Selling to Strategics, on the other hand, allows you to begin preparing for an Extraordinary Exit two or three years in advance. The ideal buyer will seek to acquire your business to achieve specific strategic goals, such as expanding their product lines, entering new markets, or gaining competitive advantages. Their decision to buy is primarily driven by how well your company aligns with their strategic objectives and the value it adds to their existing operations. This focus on strategic fit and value makes the acquisition process less sensitive to broader economic fluctuations. 

5. IPOs don’t vary by region.

When considering an IPO, the choice of stock exchange and the region you are in can also impact the success and perception of your offering.  

For example, listing your company on a reputable exchange can enhance visibility, liquidity, and investor confidence, potentially leading to higher valuations. Conversely, other stock exchanges may specialize in industries like natural resources and mining, attracting companies from those industries but potentially limiting appeal to a broader investor base. 

Emerging stock exchanges aim to establish themselves over the next five years. While these new exchanges may offer lower listing fees and less stringent regulatory requirements, they could initially face challenges such as lower liquidity and visibility. 

Other stock exchanges can sometimes result in a company being perceived as higher risk. This perception often deters institutional investors, who might categorize such listings as speculative, thereby limiting potential investment and impacting the stock’s performance.  

Case Study: The Double Leverage of Strategic Acquisitions 

There are notable instances where selling to a strategic, particularly a publicly listed firm, has proven highly beneficial. Consider companies like RelateIQ, acquired by Salesforce, and LinkedIn, acquired by Microsoft.

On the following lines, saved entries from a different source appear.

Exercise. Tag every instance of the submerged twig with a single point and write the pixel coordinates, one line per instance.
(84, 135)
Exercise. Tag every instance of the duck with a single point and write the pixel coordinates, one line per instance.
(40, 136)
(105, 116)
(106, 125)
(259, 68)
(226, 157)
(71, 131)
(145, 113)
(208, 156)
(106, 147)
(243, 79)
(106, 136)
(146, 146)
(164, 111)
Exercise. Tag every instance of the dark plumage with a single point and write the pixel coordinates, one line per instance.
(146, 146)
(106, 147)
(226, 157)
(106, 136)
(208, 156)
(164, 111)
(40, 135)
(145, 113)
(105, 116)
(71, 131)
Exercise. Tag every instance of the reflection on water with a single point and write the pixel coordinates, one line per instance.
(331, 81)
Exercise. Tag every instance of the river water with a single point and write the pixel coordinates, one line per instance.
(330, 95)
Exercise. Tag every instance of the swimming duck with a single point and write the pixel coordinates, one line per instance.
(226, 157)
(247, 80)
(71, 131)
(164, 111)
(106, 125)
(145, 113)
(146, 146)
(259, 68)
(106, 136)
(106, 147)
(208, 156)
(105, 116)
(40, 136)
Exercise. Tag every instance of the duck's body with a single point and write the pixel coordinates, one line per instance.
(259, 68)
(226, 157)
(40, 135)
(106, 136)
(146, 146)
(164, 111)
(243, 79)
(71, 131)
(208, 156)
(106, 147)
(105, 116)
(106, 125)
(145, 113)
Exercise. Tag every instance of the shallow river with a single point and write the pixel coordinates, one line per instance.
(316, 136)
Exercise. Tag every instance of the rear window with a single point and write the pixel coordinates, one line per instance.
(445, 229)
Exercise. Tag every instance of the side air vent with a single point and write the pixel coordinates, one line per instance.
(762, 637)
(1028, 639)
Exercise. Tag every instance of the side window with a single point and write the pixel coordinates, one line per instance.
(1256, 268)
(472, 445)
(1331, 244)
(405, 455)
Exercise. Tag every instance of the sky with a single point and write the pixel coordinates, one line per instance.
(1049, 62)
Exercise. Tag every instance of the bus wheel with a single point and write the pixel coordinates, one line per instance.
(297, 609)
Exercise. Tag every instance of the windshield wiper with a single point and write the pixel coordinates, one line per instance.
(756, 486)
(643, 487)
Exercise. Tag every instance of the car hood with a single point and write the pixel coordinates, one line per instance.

Despite not yet achieving full maturity or substantial relative profits, these acquisitions proved successful as the purchasing companies leveraged their broader market reach and increasing stock value to amplify the deal’s financial impact multiple times over. This dual benefit illustrates how strategic sales can offer a lucrative and comparatively less risky alternative to pursuing an IPO.

Why Founders Should Focus on Capital Strategy Before Financing

“In my experience, the decision between Selling to Strategics or an IPO comes down to the ability to achieve an Extraordinary Exit on your terms. Often founders want maximum value and maximum impact. The place that allows for that most often, is selling to a strategic buyer where you will most likely reap the rewards of your efforts in your required time.” – Shamil Hargovan, STS Managing Director. 

When considering your options to achieve an Extraordinary Exit, selling to a strategic buyer through STS Capital offers many advantages over pursuing an IPO. STS’s strategic sell-side only approach enables us to target the right strategic buyers and emphasizes your unique, integrated value to deliver the maximum financial value for your business. Strategic buyers prioritize your company’s unique value and alignment with their strategic goals, minimizing reliance on economic fluctuations and investor sentiment. This approach mitigates the risks and uncertainties associated with public offerings, where market conditions can significantly impact stock performance and company valuation.